Dublin South West TD, Seán Crowe, has described the results of a Newstalk poll, which shows the cost of childcare has increased by an average of 5.5% across the State, as extremely worrying.
The Sinn Féin TD said it should be a call to action for the Government ahead of the 2019 Budget.
Deputy Seán Crowe said:
“This poll from Newstalk listeners is another indication of the worrying costs that are facing parents as they try to meet rising childcare costs. This timely survey of listeners suggests that costs have risen by an average of 5.5% across the State.
“The survey confirms that parents are paying way over the odds, the equivalent of a second mortgage, in childcare costs. This is extremely worrying and should be a call to action for the Government ahead of the 2019 Budget.
“Unfortunately, decades of Government underinvestment in early years’ services have forced many parents into paying astronomical sums for childminding.

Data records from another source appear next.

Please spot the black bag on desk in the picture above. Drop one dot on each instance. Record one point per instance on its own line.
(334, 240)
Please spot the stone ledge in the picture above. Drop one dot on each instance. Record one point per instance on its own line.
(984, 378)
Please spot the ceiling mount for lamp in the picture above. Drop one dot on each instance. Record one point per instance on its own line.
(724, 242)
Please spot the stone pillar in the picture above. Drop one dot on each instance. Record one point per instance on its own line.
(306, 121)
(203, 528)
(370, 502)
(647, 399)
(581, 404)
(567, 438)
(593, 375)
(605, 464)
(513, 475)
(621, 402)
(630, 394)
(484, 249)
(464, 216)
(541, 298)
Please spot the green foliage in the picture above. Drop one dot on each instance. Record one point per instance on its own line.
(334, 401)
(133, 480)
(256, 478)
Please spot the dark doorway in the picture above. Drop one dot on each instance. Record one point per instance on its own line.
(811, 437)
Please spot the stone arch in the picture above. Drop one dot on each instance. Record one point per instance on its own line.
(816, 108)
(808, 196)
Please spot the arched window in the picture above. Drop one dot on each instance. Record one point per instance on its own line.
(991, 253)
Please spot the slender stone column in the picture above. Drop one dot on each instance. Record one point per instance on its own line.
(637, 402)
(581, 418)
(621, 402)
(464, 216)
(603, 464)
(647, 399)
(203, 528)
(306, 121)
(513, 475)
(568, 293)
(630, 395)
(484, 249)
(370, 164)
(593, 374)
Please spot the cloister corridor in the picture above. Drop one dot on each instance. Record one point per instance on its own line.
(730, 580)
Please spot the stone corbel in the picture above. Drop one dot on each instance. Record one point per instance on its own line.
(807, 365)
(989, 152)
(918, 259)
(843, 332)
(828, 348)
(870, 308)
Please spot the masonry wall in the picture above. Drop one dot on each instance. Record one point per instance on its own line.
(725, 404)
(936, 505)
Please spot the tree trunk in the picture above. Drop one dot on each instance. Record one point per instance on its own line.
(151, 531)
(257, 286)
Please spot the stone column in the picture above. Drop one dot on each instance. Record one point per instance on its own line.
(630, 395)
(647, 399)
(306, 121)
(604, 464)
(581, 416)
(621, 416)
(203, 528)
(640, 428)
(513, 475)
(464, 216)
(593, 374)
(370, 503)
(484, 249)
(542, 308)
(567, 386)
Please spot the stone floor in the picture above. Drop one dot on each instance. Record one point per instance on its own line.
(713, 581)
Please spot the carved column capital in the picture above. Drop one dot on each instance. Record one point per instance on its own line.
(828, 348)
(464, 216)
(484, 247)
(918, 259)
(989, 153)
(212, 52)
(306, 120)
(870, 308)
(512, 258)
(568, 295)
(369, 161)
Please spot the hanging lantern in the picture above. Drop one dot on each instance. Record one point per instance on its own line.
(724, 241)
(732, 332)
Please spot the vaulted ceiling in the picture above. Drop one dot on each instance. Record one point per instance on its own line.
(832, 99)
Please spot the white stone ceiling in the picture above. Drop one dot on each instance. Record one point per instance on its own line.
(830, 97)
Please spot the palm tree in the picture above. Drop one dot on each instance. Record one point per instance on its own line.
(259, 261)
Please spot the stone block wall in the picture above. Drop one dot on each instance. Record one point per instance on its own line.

“Not only are parents struggling to cover the costs of childcare, but increased administration and costs are leaving many providers in increasingly difficult and challenging situations. Meanwhile many childcare workers’ wages are also well below the living wage and reliant on family income supplement.
“Another clear knock-on effect is that we are seeing more and more parents being forced out of returning to work after a pregnancy because the cost of childcare is so exorbitant.
“Worryingly, one section of Government has led the debate down the path of suggesting a ‘Granny Grant’.
“Shane Ross and his Independent Alliance group seem to be more worried about the next election and gimmicks, than any structured reform of our childcare system in order to bring about a system that is affordable.
“His so-called ‘Granny Grant’ would cost the taxpayer €70 million, and while it might be popular with some grandparents, it will do nothing to structurally reform the current system and the challenges facing parents.”
“Sinn Féin has continually highlighted over consecutive Budgets how childcare costs can be brought down through state intervention and investment in early years’ services.
“This will have to involve an increase in the Universal Childcare Subsidy in order to help offset high costs to parents. Based on last year’s figures from the Department of Finance, it would cost €116 million to cut the cost of childcare by half, through an increase of the Universal Childcare Subsidy of €2 per hour.
“We also need to see an increase in Capitation Grants to support providers in delivering quality childcare, the continued upskilling and professionalization of the sector, and we need to see real progress towards a sector-wide pay agreement to ensure that the every childcare worker receives, at the very minimum, a living wage.
“The Newstalk Poll, while not surprising, is timely and should act as a call for action on childcare costs.”